By:  LaVonne Torrence Berner

        

When seasoned businesses are faced with what to do with excess rental space or need to cut costs during a financial downturn, they regularly turn to the assignment and subletting provisions of their lease. However, many new businesses have no idea that such rights exist and can lessen the adverse financial consequences should lease costs become unmanageable. For landlords, lease assignments and subletting can alleviate the expense and hassle of finding a new tenant or pursuing legal action for breach of lease.

 

In a nutshell, assignment and subletting allow tenants to select another business to assume the tenant’s responsibilities under the lease or to subsidize the tenant’s costs under the lease. In exchange, the new business receives either the right to use the space or a lease with the landlord, including all tenant rights under the lease.

 

Assignment vs. Sublet

 

Both assignments and sublets typically involve a third party occupying the leased premises and paying a portion of the rent; however, critical distinctions between the two must be understood to determine which option is feasible.

 

The term “assignment” refers to a transfer of the lease and all legal rights available under the lease. Accordingly, the transferee will usually assume all of the tenant’s obligations under the lease and can be pursued by the landlord for failing to perform the obligations. In effect, the transferee becomes the new tenant under the lease, legally entitled to all tenant rights and legally responsible for all tenant obligations.

 

A sublet refers only to a right to use the leased premises. A party who sublets (i.e., a subtenant) has an agreement with the tenant, as opposed to with the landlord. Accordingly, a subtenant does not have a legal interest in the leased premises or legal recourse against the landlord in the event that the landlord breaches the lease. Likewise, the landlord cannot purse a subtenant for breach of lease. A subtenant does not have rights independent of the tenant’s rights. Thus, if the lease terminates, then the subtenant’s rights terminate as well, unless a recognition agreement to the contrary is in place.

 

With both assignments and sublets, the tenant will continue to remain financially liable for performance of all obligations of the tenant under the lease, unless the landlord agrees to another arrangement.

 

The Landlord’s Weigh-In

 

Most commercial lease forms either prohibit assignment and subletting or require the landlord’s consent. When considering requests for assignment and subletting, landlords consider things such as the transferee’s experience, creditworthiness, business reputation, assets and income, and overall fit with the current tenant mix. The landlord wants to ensure that the transferee has capacity and incentive to observe lease terms and that the transferee’s operations will not negatively impact other tenants or the value of the property. A tenant will want to negotiate the parameters for review of assignments and subletting before the need arises.

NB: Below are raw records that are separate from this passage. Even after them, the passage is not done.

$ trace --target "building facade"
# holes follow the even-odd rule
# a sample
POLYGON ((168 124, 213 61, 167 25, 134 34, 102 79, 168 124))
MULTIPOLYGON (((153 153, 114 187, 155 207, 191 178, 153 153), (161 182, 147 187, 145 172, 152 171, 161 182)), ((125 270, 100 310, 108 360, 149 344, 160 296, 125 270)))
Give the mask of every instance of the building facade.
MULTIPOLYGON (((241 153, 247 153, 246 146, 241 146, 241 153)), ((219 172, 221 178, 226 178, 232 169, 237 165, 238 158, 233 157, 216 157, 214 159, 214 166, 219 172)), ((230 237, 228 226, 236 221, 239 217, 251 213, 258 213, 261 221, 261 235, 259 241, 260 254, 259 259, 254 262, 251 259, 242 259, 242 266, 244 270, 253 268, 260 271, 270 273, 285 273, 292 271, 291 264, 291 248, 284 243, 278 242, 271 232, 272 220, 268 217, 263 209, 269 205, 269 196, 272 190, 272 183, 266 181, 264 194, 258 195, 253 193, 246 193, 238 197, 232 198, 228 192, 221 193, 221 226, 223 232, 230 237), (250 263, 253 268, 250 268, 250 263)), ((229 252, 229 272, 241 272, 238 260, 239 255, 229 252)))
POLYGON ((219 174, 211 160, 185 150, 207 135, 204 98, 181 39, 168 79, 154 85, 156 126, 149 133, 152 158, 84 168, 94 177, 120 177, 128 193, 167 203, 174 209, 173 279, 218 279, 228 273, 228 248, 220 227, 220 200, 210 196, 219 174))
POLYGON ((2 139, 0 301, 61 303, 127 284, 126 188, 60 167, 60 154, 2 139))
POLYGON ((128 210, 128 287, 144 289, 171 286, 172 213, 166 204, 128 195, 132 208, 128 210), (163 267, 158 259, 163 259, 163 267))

This will usually happen as part of initial lease negotiation.

 

Conclusion

 

Assignment and subletting provisions can be beneficial for both landlords and tenants. Landlords can lessen the consequences of a tenant who cannot afford lease obligations while still maintaining the right to determine who operates in the space. With a little planning during lease negotiations, assignment and sublet rights can serve as built in alternatives that mitigate events of lease default.